Where is their mum in all of this? That would be a spoiler (so don’t watch the trailer either) but is central to the plot as the family board their old camper van – “Steve” – on a road trip back to the ‘real world’ and the children’s grandparents – the crusty and assertive Jack (a marvellous Frank Langella) and Abigail (Ann Dowd). What follows is filled with black humour, tragedy, not just one but two amazing funeral services and one of the most extraordinarily black and comic laying-to-rests ever seen on the big screen.
Viggo Mortensen is… well… fantastic in his portrayal, getting to run the full gamut of joy, grief, self-doubt, guilt and despair during the movie’s run-time. He’s clearly not going to win the Oscar on Sunday – surely Casey Affleck must be a slam-dunk for that – but this is a well-judged nomination by the Academy.
While the focus is on Mortensen, this shouldn’t overshadow the performances of some of the rest of the young cast, and I would specifically call out those of George MacKay and young Shree Crooks as the youngest of the kids. MacKay has been building up an impressive run of UK-based films with “Sunshine on Leith” and “Pride” but with this (and his key role in the recent TV mini-series “11.22.63”) he should see a break-through to more mainstream feature roles.

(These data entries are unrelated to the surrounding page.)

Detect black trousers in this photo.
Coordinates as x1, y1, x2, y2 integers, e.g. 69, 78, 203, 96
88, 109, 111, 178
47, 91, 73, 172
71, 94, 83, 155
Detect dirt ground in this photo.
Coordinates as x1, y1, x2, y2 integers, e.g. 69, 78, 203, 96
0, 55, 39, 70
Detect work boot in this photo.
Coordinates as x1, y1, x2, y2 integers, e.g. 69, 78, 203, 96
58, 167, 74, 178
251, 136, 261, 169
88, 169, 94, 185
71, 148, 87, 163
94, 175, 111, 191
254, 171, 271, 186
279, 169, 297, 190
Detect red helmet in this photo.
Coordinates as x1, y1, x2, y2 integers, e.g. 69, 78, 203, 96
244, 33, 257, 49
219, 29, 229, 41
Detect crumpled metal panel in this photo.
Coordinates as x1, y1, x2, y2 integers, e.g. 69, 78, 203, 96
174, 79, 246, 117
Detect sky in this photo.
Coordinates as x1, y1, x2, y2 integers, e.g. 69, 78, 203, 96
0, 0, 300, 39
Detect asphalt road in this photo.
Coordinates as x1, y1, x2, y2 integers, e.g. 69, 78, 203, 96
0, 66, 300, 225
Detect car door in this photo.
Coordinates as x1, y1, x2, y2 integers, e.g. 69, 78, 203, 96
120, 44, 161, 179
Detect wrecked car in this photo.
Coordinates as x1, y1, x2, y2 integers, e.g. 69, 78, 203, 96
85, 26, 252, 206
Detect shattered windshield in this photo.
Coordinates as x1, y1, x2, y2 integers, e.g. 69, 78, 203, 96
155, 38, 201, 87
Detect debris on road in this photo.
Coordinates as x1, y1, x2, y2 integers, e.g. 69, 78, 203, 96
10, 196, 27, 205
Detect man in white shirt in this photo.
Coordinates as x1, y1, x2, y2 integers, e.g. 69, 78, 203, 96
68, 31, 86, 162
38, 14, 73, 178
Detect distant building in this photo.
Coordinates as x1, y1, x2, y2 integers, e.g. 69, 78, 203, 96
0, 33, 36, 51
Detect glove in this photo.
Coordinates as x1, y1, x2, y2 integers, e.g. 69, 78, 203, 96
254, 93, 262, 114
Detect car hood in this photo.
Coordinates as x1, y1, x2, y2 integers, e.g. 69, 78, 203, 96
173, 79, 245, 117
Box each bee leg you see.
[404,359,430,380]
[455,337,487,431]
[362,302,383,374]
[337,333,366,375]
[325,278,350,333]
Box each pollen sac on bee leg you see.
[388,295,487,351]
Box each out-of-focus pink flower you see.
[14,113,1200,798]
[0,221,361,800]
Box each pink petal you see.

In “Captain Fantastic” his socially-inept proposal to the delectable Claire (Erin Moriaty) is one of the high-points of the film. He is a name to watch, for sure.
And young Ms Crooks should be given a special honorary Oscar for the ability to learn such dense portions of script and deliver them so faultlessly!
The whole cast in fact was nominated for the Screen Actors Guild Award for Outstanding Performance by a Cast in a Motion Picture – one of my favourite award categories, but beaten by “Hidden Figures”. And it is that sort of film: a really great ensemble effort.
The film is written and directed by Matt Ross, only his second feature since 2012’s “28 Hotel Rooms” (which I was not aware of, but would now like to seek out). I thought it was terrific; deeply comedic; riveting from beginning to end; a roller-coaster of emotion and ultimately a feelgood classic on the value of family that I will remember fondly for a long time. Once again, the second film this week, that would have made me reconsider my “top films of 2016” list. I strongly recommend that you seek this out on download or DVD and give it a try.